Title:Plasma columns generated by the propagation of an electromagnetic surface wave have no effect on the properties of the wave, which depend only on operating conditions: a shift in paradigm

Abstract:Surface-wave (SW) sustained plasmas belong to the category of gaseous discharges provided by the electric field component of an electromagnetic (EM) wave. Tubular plasmas of this kind can be achieved over an unrivalled wide range of operating conditions, namely gas nature and pressure, EM field frequency and (dielectric) discharge tube characteristics. Modeling of SW produced plasmas has mainly rest till now on assuming an intrinsic connection between the wave and the generated plasma column: it implies that the SW travels along the plasma column as its propagating medium, which in return influences the SW properties.
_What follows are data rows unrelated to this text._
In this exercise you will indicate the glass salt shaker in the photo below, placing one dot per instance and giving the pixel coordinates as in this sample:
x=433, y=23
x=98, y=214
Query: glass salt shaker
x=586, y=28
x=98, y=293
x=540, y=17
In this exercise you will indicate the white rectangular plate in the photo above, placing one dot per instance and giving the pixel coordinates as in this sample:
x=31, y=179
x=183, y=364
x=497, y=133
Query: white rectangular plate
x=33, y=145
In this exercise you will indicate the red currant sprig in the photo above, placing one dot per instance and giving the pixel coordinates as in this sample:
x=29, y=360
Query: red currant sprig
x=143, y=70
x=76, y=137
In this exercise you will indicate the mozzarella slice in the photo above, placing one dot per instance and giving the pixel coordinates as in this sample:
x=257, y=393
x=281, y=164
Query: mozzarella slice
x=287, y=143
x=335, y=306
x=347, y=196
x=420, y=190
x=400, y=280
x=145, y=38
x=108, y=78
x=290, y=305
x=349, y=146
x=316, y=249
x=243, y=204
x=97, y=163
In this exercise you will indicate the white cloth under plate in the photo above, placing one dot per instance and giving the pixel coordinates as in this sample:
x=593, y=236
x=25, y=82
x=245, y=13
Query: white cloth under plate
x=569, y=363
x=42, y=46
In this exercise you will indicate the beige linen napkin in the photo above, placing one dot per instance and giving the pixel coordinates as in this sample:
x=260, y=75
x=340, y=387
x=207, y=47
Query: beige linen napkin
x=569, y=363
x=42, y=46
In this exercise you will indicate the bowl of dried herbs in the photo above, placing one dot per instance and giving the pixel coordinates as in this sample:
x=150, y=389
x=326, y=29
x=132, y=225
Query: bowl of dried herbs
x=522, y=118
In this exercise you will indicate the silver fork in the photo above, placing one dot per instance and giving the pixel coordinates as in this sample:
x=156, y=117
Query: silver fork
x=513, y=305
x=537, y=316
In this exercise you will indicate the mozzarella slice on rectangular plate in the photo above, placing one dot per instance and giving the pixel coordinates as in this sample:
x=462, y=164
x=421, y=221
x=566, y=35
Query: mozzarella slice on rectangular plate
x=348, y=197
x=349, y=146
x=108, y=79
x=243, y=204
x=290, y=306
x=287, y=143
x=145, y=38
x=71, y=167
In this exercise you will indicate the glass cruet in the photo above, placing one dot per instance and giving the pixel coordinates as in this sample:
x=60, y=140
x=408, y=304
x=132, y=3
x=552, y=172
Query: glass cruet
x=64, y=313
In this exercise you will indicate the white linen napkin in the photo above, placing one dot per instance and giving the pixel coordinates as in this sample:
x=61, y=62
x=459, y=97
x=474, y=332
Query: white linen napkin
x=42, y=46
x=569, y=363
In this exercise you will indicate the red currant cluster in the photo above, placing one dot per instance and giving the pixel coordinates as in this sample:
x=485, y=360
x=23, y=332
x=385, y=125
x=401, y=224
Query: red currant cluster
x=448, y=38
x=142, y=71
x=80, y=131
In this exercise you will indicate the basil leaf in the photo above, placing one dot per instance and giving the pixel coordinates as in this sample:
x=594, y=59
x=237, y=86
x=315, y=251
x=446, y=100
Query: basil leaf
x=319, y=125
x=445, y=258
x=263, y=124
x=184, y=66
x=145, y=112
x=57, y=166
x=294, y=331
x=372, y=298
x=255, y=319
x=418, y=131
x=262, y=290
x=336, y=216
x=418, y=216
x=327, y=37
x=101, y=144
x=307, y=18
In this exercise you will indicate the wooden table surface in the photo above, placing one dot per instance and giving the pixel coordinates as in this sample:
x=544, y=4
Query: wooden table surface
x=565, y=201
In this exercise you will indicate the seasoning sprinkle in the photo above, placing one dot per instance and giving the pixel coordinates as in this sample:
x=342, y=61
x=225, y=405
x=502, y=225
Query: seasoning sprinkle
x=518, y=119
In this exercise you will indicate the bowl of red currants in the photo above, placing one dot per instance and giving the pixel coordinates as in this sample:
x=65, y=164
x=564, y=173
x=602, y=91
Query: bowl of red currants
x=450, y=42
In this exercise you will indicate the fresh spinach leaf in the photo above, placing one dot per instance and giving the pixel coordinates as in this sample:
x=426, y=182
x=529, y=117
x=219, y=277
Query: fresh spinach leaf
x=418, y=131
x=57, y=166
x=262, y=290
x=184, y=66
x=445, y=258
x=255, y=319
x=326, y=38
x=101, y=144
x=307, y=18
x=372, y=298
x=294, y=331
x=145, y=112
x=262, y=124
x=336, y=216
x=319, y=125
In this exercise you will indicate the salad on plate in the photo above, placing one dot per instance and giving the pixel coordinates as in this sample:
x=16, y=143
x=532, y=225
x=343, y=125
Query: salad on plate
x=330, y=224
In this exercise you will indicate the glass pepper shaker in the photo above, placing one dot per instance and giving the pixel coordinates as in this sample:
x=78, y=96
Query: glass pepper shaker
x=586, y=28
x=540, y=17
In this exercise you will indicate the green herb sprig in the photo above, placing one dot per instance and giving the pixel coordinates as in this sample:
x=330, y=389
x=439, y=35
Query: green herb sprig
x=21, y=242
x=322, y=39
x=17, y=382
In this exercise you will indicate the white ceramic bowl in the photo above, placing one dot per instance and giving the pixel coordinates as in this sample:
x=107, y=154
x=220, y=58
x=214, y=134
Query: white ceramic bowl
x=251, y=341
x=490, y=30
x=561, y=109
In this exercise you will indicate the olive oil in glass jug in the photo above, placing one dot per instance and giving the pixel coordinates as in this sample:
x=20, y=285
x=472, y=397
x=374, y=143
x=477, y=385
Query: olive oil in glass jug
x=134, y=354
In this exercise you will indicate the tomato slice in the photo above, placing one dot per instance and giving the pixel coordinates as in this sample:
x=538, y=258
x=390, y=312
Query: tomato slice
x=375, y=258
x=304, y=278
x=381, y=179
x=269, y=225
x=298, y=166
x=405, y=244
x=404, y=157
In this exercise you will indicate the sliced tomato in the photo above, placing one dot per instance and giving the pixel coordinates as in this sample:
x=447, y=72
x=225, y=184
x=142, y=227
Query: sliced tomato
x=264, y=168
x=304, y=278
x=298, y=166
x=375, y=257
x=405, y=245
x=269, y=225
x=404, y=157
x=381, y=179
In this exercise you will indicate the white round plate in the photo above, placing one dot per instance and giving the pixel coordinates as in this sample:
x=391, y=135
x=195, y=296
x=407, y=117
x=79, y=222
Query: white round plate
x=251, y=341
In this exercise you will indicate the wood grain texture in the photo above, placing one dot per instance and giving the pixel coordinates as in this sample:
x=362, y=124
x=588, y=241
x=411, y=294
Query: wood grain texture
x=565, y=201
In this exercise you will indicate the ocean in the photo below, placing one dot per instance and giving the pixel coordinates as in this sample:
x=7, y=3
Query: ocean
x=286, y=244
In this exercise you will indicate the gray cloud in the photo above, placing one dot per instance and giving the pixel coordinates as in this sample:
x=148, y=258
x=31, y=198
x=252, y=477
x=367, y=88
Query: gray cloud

In contrast, the current paper advocates that there is no coaction of the plasma column on the characteristics of the surface wave that sustains it. This argument initially arouse from the, amply-documented, experimental results showing that the axial distribution of electron density along SWDs is linear (constant slope) till the very end of the plasma column, as promoted by highly reliable least squares regressions on the experimental values of axial electron density. A linear axial profile of electron density opposes any influence on SW properties of the plasma column since its inhomogeneity may vary axially in different ways according to operating conditions. The basic physical argument behind the axial linearity of electron density lies in the discharge stability criterion requiring that the electron density decreases monotonously as the propagating SW loses power. Accordingly, it fully sets how the SW axial power flow is delivered to the discharge gas, determining the number of electrons generated in any given axial segment of the plasma column. A paradigm shift is thus proposed, promoting that the features of the plasma column are fully and independently determined by the SW power flow alone.